Arkansas justices dismiss whistleblowers' suit

In 5-2 ruling, high court cites state’s constitutional immunity from being sued

Arkansas whistleblowers cannot sue state agencies over alleged violations of the law intended to shield them, the Arkansas Supreme Court ruled Thursday, doubling down on its interpretation of the state's legal immunity.

In a 5-2 decision, the justices dismissed a lawsuit filed by former state employee Annette Barnes, who claimed that she was fired from the Arkansas Department of Community Correction for speaking out against alleged discriminatory practices.

Barnes said her termination violated the Arkansas Whistle-Blower Act, passed in 1999 to give public employees the right to sue state agencies if they believe they were fired in retaliation for reporting wrongdoing.
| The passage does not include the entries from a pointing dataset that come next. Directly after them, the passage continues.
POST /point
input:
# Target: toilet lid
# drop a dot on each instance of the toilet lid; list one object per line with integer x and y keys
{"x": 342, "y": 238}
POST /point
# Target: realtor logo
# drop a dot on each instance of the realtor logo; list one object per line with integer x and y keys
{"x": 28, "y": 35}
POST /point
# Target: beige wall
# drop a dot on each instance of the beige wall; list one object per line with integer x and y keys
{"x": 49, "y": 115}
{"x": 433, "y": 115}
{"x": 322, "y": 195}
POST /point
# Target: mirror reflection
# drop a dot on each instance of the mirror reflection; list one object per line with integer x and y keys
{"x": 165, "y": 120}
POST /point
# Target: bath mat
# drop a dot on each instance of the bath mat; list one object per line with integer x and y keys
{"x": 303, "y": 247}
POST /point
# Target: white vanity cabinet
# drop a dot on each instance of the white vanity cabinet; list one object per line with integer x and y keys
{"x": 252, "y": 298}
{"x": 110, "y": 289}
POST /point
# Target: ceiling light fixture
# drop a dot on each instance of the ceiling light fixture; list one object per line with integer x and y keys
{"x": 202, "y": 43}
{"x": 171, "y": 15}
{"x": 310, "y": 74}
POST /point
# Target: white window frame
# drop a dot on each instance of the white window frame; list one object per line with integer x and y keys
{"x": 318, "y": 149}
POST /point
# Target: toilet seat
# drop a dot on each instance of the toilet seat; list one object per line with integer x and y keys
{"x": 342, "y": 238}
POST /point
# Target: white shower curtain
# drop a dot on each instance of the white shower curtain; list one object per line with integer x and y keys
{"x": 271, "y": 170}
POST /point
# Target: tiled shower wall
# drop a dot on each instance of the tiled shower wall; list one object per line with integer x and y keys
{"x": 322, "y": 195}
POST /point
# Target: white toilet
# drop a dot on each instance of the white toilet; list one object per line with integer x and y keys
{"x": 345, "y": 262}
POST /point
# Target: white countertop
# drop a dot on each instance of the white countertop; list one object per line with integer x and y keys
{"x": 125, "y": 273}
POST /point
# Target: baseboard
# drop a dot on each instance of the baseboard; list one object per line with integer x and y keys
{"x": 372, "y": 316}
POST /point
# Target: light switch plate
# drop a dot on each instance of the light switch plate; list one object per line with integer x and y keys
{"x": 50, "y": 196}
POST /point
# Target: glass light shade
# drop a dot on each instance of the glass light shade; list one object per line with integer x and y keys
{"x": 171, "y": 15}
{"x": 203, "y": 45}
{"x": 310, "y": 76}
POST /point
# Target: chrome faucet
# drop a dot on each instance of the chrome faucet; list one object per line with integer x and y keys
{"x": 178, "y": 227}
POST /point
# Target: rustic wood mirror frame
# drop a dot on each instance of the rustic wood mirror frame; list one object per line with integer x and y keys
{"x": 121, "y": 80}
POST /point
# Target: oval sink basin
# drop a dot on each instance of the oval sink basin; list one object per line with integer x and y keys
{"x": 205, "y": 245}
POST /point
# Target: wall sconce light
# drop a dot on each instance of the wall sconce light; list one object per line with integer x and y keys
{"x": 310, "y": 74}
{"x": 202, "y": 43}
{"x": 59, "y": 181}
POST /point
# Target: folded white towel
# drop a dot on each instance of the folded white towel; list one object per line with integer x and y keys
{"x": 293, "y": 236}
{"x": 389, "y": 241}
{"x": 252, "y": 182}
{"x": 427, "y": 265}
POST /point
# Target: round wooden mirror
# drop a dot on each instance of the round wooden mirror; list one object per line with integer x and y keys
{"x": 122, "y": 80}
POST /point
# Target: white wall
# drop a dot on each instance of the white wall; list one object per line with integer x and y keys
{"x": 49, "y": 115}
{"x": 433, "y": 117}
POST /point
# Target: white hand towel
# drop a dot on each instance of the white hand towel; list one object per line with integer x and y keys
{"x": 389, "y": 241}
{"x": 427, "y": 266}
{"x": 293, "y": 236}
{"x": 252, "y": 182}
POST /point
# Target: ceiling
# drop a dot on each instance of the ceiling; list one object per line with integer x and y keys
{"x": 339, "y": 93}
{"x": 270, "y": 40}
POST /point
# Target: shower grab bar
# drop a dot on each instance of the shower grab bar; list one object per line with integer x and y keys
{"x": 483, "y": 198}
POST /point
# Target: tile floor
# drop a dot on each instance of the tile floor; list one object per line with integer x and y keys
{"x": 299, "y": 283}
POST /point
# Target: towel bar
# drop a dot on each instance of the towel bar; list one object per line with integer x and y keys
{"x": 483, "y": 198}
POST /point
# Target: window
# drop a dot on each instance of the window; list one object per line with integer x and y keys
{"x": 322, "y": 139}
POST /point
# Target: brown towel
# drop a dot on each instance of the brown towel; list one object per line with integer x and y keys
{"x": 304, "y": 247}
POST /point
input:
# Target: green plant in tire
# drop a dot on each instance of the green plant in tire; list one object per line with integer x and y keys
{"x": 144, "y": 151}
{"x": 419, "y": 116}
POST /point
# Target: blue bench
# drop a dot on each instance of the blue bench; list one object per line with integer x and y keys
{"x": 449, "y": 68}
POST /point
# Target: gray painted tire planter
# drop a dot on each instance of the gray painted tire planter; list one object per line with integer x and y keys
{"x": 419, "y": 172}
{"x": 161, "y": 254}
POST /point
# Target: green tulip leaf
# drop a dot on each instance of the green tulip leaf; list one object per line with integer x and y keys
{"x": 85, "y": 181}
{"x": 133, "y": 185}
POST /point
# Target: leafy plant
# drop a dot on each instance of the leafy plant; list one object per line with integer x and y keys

But the majority of the court ruled Thursday that that portion of the law violates the Arkansas Constitution, which explicitly states that the "State of Arkansas shall never be made defendant in any of her courts."

Arguments surrounding that language, known as the doctrine of "sovereign immunity," have been swirling around state courts ever since the Supreme Court opted to take a strict interpretation of it in January, when the court dismissed a lawsuit filed by a former university bookstore clerk seeking back wages.

That ruling in Board of Trustees v. Andrews overturned 20 years of court precedent and part of the Arkansas Minimum Wage Act.

The court Thursday broke along similar lines. Writing for the majority, Justice Shawn Womack cited heavily from the earlier decision and said, "We interpreted the constitution 'precisely as it reads.'"

Another justice, Josephine Hart, repeated her criticisms of the majority's rationale, saying it "would effectively strike down" the Arkansas Whistle-Blower Act.

"The majority's discussion and disposition of this case deprives Annette Barnes, and hereafter all the people of this state, of access to their state courts to redress wrongs perpetrated at the hands of state government," Hart wrote in the opening of her dissent.

Joining the majority was Justice Robin Wynne, who emphasized in a concurring opinion that the court's recent rulings on sovereign immunity have applied only to legislative waivers. Justice Karen Baker penned her own dissent.

The Department of Community Correction, which oversees parole and probation services, fired Barnes in December 2014 after finding that she had given false testimony in a federal court case involving her son, according to a letter Barnes had from the agency.

Barnes said she never intentionally lied and that her memory was affected by Alzheimer's disease. A federal job discrimination case she filed against her former employer was voluntarily dismissed last year, according to court records.

According to Barnes, who described her claims to the Arkansas Democrat-Gazette earlier this year, she and other female colleagues were subjected to verbal abuse by male staff members at the residential facility in Little Rock where she worked.

In copies of emails and records Barnes provided to the newspaper, she reported frequent clashes with her colleagues to her supervisors and lamented about being assigned to undesirable shifts.

She also provided several years of positive employee evaluation reports. During her time at the parole and probation agency, Barnes rose to the rank of lieutenant, before being fired.

"It was like a good old boys system over there," Barnes said Thursday.

Dina Tyler, a spokesman for the Department of Community Correction, said the agency does not believe Barnes' allegations. "We didn't find anything to substantiate her claims," she said.

As for the justices tossing her lawsuit, Barnes said she had not even been made aware that her lawsuit had reached the state's highest court. She said she wasn't sure who her attorney was in the case, explaining that she has had several attorneys and trouble contacting them.

Neither of the two attorneys listed as representing Barnes on the court's website could be reached for comment Thursday.